Checkpoint: If pass@k rises but proof-token cost explodes, you have a search problem, not a reasoning breakthrough.
Phase 4: Move to Verified Code Generation
Once the theorem-proving slice is stable, extend into code/spec/proof co-generation for a narrow class of algorithms or components. This is where VERINA and WybeCoder become useful templates. S7 S9
Checkpoint: If code correctness rises faster than proof success, keep the verifier loop narrow. You are still in assisted coding, not verified coding.
Phase 5: Keep the Human at the Intent Boundary
Human reviewers should exit the inner proof loop over time, but they should stay at the formalization boundary for much longer.
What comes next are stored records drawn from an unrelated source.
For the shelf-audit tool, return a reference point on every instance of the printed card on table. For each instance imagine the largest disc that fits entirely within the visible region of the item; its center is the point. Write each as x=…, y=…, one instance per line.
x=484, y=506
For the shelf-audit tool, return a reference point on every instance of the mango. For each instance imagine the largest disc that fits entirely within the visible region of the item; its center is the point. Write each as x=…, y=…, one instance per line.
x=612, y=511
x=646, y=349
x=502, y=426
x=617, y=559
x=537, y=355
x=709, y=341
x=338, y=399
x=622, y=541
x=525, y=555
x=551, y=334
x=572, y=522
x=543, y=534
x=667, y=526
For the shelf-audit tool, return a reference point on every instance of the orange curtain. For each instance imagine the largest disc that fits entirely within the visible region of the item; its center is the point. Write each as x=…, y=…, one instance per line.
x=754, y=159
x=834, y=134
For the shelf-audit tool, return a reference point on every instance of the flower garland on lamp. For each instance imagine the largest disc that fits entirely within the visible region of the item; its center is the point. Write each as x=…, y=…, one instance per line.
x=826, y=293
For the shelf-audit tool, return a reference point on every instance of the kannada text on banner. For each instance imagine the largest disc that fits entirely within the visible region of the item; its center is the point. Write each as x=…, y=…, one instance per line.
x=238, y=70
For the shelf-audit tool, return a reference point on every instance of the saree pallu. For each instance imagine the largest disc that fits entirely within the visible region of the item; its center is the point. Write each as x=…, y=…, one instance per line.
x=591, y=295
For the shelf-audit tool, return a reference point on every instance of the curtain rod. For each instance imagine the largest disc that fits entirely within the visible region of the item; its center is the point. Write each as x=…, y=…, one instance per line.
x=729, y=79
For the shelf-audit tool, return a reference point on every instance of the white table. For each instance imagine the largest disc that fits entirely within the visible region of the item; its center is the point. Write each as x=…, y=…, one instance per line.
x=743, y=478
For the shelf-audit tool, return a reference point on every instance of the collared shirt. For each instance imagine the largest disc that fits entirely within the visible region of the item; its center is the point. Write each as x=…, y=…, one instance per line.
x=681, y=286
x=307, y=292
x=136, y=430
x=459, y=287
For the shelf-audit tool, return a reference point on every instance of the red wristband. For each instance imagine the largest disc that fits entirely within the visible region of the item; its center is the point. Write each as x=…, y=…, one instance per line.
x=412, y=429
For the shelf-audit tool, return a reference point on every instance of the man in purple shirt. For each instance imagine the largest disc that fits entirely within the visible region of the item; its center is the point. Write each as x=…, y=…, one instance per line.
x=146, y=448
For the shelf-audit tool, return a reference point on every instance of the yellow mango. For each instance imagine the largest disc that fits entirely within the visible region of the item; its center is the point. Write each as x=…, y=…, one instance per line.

Checkpoint: If the team starts saying “the proof passed, so the requirement must be right,” stop and tighten the statement-review process.
Bottom Line
Formal reasoning engines are already useful. They are just useful in a narrower, more disciplined way than the marketing suggests.
The winning pattern is clear:
- the model proposes;
- retrieval narrows the search;
- the verifier decides;
- repair loops recover from concrete failures;
- humans stay responsible for intent.
That is why I think “beyond pattern matching” is the right frame. The field did not escape statistical generation. It learned how to put statistical generation inside a deterministic shell.
If your system cannot emit a proof object, a solver-backed verdict, or a certificate that survives re-checking, call it assistance. Do not call it reasoning.